When the failed disk is replaced, the parity
and surviving blocks are used to reconstruct the lost data, a lengthy process
that can take days. If a second member of the RAID-5 array fails during the
Interim Data Recovery Mode or rebuild, the array is lost. RAID-6 was created to
address this vulnerability.
RAID Levels 0+5 (05) and 5+0 (50)
are techniques where you have block striping with distributed parity combined
with block striping. RAID 05 and 50 form large arrays by combining the block
striping and parity of RAID 5 with the straight block striping of RAID 0. RAID
05 is a RAID 5 array comprised of a number of striped RAID 0 arrays; it is less
common than RAID 50, which is a RAID 0 array striped across RAID 5 elements.
RAID 50 and 05 improve the performance of RAID 5 through the addition of RAID 0,
particularly during writes. It also provides better fault tolerance than the
single RAID level does, especially if configured as RAID 50. Most
characteristics of RAID 05 and 50 are similar to those of RAID 03 and 30. RAID
50 and 05 are preferable for transactional environments with smaller files than
03 and 30. If you're doing video editing, I suggest investigating RAID 03 and
30.
RAID-6 adds another parity block and
provides about double the data protection over RAID-5, but at a cost of even
lower write performance. As physical disks grow larger, and consequently RAID
rebuild times grow longer, RAID-6 may be necessary to prevent LUN failure if an
uncorrectable error occurs during the rebuild, or if a second disk in the array
group fails during rebuild. Due to disk capacity, some vendors support RAID-6
instead of RAID-5.
To achieve the IOPS goal of the Exchange 2007
requirements for a given capacity, RAID 5 may actually require more spindles
than RAID 10.
Ultimately, performance depends on the
performance characteristics of the drives, the configuration of RAID groups and
the type of RAID. When choosing RAID 5 (or RAID 6), it's important to consider
that each host IOP has 4+ operations associated with it due to this being a
partial stripe RAID 5 write or RAID 6 double stripe write. The operations read
drive/read parity, recomputed parity, write drive, write parity, and reduce the
effective IO rate of the drive by ¼.
Selecting a RAID type
To select a RAID type, you'll need to balance
your requirements for capacity, throughput, transactional I/O and
failure/rebuild performance. RAID-1/0 is the ideal configuration for databases
and email, and it works well with large capacity disks. Having more writes as a
percentage of total I/O in your environment? Use RAID 1/0. RAID 1/0 will give
you performance consistency even during a drive failure.

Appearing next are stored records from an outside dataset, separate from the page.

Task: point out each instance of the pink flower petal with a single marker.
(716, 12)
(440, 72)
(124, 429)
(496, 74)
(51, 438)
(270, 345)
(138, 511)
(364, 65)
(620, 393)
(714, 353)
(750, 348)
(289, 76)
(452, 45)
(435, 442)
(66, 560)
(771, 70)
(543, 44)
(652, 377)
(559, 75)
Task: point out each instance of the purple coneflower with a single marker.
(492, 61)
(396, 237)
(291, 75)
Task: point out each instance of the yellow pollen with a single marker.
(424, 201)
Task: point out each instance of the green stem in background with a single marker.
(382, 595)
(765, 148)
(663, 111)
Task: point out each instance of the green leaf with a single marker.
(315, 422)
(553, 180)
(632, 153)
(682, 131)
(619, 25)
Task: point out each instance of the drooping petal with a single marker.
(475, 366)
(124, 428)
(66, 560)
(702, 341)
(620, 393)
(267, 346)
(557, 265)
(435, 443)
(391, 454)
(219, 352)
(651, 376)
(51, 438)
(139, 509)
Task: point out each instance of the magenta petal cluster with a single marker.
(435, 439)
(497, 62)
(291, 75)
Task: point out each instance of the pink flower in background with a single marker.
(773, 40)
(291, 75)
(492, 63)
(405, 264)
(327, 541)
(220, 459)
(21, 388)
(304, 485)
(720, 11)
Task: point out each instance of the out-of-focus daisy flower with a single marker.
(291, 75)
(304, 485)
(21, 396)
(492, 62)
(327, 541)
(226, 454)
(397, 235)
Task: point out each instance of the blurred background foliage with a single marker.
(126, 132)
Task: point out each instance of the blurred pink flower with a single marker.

For RAID-5 and RAID-6, rebuild performance can
have a significant effect on storage throughput, cutting it as much as half,
depending on the storage array and configuration. Scheduling rebuilds outside of
production hours can offset this performance drop, but you'll sacrifice
reliability. In a cluster continuous replication (CCR) environment, you can
prevent the throughput reduction affecting users by moving the Mailbox server to
the passive node, thereby making it the active node. If neither option is
available, additional I/O throughput should be designed into the architecture to
accommodate RAID-5 or RAID-6 rebuild conditions during production hours. This
additional I/O throughput can be up to twice the non-failed state I/O
requirements.
If your backup solution (VTL or D2D pool)

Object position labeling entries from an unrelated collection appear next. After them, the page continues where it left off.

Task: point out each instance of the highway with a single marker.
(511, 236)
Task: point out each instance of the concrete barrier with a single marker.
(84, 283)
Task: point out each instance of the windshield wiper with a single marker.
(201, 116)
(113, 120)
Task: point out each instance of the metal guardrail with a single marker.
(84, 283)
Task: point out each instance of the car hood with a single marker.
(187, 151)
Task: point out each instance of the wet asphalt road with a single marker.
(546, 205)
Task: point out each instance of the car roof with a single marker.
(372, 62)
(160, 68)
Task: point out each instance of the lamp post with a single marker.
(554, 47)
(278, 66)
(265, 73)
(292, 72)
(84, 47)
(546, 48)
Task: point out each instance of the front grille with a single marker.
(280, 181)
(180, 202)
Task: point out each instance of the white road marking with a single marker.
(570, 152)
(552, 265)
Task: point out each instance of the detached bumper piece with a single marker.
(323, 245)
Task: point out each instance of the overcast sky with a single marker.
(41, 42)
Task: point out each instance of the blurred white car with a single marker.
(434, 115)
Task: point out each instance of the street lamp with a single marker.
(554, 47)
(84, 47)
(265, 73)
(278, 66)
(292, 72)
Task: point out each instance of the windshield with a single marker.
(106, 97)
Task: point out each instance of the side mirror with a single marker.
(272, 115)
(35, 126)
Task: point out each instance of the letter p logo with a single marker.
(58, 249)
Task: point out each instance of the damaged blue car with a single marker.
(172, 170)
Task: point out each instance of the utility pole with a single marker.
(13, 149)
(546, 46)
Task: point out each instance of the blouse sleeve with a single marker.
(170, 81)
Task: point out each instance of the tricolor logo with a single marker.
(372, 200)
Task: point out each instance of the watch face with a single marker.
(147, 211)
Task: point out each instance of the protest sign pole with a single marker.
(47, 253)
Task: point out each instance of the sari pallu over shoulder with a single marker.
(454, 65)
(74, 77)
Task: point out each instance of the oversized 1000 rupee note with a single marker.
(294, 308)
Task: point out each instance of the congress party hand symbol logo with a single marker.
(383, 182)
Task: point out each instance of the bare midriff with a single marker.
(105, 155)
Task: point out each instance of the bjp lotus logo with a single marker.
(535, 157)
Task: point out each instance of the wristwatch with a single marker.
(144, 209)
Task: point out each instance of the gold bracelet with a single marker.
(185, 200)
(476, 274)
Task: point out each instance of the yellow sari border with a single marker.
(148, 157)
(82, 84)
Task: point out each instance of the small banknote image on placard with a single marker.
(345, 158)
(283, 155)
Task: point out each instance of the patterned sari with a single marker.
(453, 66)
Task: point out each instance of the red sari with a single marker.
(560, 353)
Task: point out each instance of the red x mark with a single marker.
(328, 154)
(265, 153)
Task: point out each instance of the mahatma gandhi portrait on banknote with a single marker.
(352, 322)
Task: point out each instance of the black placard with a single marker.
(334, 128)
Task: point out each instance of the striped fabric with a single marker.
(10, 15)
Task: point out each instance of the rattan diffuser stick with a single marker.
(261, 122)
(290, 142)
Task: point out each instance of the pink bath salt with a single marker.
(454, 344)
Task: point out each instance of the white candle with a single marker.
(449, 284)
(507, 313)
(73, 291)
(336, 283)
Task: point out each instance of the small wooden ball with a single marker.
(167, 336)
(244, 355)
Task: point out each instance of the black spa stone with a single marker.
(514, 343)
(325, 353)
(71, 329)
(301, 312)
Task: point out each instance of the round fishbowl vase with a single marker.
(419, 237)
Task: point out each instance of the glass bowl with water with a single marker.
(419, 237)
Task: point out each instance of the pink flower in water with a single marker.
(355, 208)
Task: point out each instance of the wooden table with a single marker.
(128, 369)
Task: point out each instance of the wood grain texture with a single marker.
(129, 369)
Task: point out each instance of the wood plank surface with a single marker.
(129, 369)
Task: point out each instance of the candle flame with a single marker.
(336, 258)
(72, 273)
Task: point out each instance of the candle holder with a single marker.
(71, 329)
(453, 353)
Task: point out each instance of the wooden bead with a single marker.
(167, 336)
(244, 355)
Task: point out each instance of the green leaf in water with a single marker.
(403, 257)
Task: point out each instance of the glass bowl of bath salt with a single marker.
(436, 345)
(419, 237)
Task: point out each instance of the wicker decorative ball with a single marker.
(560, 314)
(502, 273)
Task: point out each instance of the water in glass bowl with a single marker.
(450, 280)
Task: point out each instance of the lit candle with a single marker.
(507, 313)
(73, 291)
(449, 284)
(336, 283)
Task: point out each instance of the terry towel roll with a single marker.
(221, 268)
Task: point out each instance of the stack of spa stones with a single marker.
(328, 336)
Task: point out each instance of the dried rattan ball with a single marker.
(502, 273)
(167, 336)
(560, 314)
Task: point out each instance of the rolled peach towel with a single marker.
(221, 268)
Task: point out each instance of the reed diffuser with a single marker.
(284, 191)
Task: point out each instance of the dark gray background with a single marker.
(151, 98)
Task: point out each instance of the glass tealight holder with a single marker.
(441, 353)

needed to sustain a certain amount of data throughput, you'd have to consider
how many drive resources would be needed to handle that level of 'sustained,
sequential write' performance. Simply put, if your RAID array can do 350 MB/sec
sustained sequential writes according to the specs, odds are those numbers are
based on load balancing across all the controllers to the disk resources. You'd
need to make sure there are enough drives to get you to maximum performance of
the array. Usually you can do this with at least two or three 'trays' of disks.
Plan on creating RAID groups for each 'channel' (data path going to the RAID
controllers on the RAID array). So if you have a dual controller RAID array,
you'd want to have your RAID groups evenly divided between any controllers you
have.